Catboost is a boosted decision tree machine learning algorithm. It works in the same way as other gradient boosted algorithms such as XGBoost but provides support out of the box for categorical variables, has a higher level of accuracy without tuning parameters and also offers GPU support to speed up training.

## Need to run this

!pip3 install catboost

In [None]:
from catboost import CatBoostClassifier
#clf=catbclsf(hyper-parameter is iteration)
#catboost algo is iteration process it keeps on executive till it finds the best
#eval_metric is for accuracy and verbose is for output 
#that means give me verbose every 500 iteration
clf = CatBoostClassifier(iterations=10000, eval_metric = 'Accuracy', verbose = 500)
clf.fit(X_train, y_train, eval_set = (X_test, y_test))

In [None]:
y_pred = clf.predict(X_test)
from sklearn.metrics import classification_report
print(classification_report(y_test, y_pred))

#### Overall accuracy is 87% and precision for 0 and 1 are 87% and 85% respectively. 
#### CatBoost has given us a significantly better result than AdaBoost

##  XGBoost


In [None]:
import xgboost as xgb
from xgboost import XGBClassifier

In [None]:
classifier =XGBClassifier()
classifier.fit(X_train,y_train)
y_pred = classifier.predict(X_test)

In [None]:
from sklearn.metrics import classification_report, confusion_matrix
print(classification_report(y_test, y_pred))

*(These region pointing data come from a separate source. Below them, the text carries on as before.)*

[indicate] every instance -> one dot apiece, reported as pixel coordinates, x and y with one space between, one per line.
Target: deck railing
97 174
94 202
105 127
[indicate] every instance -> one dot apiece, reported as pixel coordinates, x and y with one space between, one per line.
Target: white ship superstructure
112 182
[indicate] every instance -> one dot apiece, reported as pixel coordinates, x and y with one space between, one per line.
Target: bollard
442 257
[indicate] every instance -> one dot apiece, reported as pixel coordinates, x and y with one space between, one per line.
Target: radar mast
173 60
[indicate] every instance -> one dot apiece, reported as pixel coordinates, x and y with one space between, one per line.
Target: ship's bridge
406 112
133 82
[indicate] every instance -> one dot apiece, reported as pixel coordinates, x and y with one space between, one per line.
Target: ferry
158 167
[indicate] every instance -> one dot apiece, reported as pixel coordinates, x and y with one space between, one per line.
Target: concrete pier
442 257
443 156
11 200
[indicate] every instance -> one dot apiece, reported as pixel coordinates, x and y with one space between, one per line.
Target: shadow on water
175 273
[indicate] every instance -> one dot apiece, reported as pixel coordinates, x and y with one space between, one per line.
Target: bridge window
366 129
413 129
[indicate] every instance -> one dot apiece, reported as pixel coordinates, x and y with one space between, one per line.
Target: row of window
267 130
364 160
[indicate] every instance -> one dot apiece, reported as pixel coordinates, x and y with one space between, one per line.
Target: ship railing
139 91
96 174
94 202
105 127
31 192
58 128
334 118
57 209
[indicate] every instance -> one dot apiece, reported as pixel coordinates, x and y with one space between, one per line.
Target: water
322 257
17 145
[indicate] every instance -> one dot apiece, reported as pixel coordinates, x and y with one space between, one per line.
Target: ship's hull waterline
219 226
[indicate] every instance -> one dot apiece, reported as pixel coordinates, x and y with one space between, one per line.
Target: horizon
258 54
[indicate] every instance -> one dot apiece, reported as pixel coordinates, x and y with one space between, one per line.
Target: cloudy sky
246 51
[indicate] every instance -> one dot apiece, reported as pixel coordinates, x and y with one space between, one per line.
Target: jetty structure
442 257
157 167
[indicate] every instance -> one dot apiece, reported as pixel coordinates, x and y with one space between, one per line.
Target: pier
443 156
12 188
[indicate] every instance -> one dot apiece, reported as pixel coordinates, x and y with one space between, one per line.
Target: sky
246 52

#### Overall accuracy is 85% and precision for 0 and 1 are 79% and 77% respectively. 
#### CatBoost seems to have given us the best result

### Recall of 1 - it shows what % of total 1 available in the data could be identified by the model.
### Precision of 1 - it shows what % of total 1 predicted by the model actually has been correctly identified.

In [None]:
#majority of case XG boost gives highest rating but in this case catBoost gives highest rating.